My last post, Not All Anchor Text is Equal and other Co-Citation Observations, was a response to a White Board Friday video posted a couple of weeks ago at the SEOmoz Blog, Prediction: Anchor Text is Dying…And Will Be Replaced by Co-citation. I didn’t expect my next post (this one) to revisit that post and its observation that the way certain words might co-occur on pages might be a possible ranking signal that Google may be using.
Rand noted that first page rankings for three different pages, which didn’t seem very much optimized for the queries they were returned for, might be ranked based upon a ranking signal that looks at how words tend to co-occur on pages related to those queries. My post in response explored some reranking approaches by Google that also might account for those rankings, including Phrase Based Indexing, Google’s Reasonable Surfer Model, Named Entity Associations, Category associations involving categories assigned to queries and categories assigned to webpages, and Google’s use of synonyms in place of terms within queries.

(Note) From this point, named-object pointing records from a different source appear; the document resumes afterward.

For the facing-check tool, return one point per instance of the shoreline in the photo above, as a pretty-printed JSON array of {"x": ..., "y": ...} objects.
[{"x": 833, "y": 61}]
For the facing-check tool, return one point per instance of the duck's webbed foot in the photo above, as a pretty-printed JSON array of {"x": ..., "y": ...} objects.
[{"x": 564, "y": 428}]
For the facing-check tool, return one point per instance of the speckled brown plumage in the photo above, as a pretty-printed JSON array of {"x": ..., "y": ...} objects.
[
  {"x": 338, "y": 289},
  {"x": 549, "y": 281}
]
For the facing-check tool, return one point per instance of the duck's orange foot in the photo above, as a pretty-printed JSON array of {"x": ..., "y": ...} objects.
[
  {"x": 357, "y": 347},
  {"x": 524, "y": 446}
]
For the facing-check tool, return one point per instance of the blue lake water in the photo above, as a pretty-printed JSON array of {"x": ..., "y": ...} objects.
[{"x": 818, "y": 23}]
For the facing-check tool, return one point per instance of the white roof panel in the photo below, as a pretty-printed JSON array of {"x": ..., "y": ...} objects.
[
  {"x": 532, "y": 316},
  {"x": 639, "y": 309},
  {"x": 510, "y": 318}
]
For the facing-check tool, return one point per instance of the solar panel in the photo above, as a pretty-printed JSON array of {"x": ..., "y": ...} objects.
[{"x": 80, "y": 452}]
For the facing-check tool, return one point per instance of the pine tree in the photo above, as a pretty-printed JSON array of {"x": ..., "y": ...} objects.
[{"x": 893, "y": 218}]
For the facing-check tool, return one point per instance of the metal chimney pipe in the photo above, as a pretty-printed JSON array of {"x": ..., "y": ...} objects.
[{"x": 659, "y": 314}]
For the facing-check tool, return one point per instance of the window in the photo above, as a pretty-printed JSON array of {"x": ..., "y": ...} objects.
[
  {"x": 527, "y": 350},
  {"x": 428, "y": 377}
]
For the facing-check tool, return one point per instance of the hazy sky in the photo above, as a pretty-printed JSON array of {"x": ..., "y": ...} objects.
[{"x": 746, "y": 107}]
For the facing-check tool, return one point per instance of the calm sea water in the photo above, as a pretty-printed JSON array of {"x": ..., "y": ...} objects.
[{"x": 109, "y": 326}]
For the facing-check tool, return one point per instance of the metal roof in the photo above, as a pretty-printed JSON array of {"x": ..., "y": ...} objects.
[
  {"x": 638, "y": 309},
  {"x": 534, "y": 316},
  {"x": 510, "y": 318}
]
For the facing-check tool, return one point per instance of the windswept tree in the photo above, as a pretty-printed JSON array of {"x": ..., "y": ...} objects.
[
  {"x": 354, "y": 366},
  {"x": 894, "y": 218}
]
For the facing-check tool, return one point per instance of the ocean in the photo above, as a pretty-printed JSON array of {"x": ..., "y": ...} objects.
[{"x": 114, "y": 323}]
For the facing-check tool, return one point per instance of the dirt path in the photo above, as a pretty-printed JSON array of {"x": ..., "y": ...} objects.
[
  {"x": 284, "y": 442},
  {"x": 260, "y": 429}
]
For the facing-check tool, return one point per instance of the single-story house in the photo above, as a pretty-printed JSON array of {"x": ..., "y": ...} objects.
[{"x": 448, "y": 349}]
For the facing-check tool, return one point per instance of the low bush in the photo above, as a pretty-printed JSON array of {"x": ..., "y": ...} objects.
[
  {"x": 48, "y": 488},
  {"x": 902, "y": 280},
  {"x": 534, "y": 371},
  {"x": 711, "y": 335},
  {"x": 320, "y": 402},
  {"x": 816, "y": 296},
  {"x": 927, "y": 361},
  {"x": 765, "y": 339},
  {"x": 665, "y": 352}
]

Google’s Phrase-Based Indexing approach pays a lot of attention to words (phrases, actually) that appear together, or co-occur, in the top (10/100/1,000) search results for a query and may boost pages in rankings based upon that co-occurrence, and seemed like a possible reason why those pages might be appearing on the first page of results. The other reranking approaches that I included also seemed like they might be in part or in full responsible for the rankings as well. Then I found a patent granted to Google this week that seems like an even better fit.